His taste was truly eclectic. He sang praises of artists and people in popular culture ranging from Norman Rockwell to Robert Mapplethorpe to Ellsworth Kelly. His essays covered basketball player Julius Erving, rebroadcasts of the TV series “Perry Mason” and outlaw country music.
In 2001, the MacArthur Foundation awarded him an “ingenious” grant for his work. He was inducted into the Nevada Writers Hall of Fame in 2003 and won a Peabody Award for a 2006 documentary about Andy Warhol.
Hickey and Lumpkin traveled to Santa Fe in 2010 and accepted positions at the University of New Mexico in Albuquerque. Lumpkin said Hickey considered teaching one of his most important work and legacy.
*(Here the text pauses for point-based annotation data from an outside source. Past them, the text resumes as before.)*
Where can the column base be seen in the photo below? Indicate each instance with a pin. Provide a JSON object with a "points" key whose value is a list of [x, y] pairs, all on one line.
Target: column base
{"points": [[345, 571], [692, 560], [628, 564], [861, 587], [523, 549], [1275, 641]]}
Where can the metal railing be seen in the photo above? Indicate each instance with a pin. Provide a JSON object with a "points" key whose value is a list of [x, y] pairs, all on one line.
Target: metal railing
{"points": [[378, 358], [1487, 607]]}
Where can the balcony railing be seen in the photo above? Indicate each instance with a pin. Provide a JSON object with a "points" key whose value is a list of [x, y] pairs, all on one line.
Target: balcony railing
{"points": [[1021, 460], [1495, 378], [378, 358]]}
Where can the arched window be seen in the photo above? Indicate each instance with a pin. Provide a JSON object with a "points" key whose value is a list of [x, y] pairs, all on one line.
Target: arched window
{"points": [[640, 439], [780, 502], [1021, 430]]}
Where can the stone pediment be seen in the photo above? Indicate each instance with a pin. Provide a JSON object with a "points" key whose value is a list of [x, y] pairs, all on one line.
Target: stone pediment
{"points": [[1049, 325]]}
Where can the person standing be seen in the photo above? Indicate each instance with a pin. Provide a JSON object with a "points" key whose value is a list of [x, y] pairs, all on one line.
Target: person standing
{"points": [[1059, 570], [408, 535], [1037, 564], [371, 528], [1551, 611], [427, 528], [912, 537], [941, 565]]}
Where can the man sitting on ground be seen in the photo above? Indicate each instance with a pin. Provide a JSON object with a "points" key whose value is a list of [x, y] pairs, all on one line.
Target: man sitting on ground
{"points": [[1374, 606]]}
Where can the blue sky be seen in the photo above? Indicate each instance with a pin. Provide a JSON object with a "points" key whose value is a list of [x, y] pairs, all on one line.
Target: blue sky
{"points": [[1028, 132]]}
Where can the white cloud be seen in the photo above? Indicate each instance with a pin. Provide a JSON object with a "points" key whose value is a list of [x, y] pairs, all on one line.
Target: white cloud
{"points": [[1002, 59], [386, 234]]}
“He was a real intellectual without being a snob, and he trusted that his students could think theoretically. When you put your trust in students that way, they get it and they make good art, ”Lumpkin said.
Metz is a corps member for the Associated Press / Report for the America Statehouse News Initiative. Report for America is a nonprofit national service program that places journalists in local newsrooms to report on undercover topics.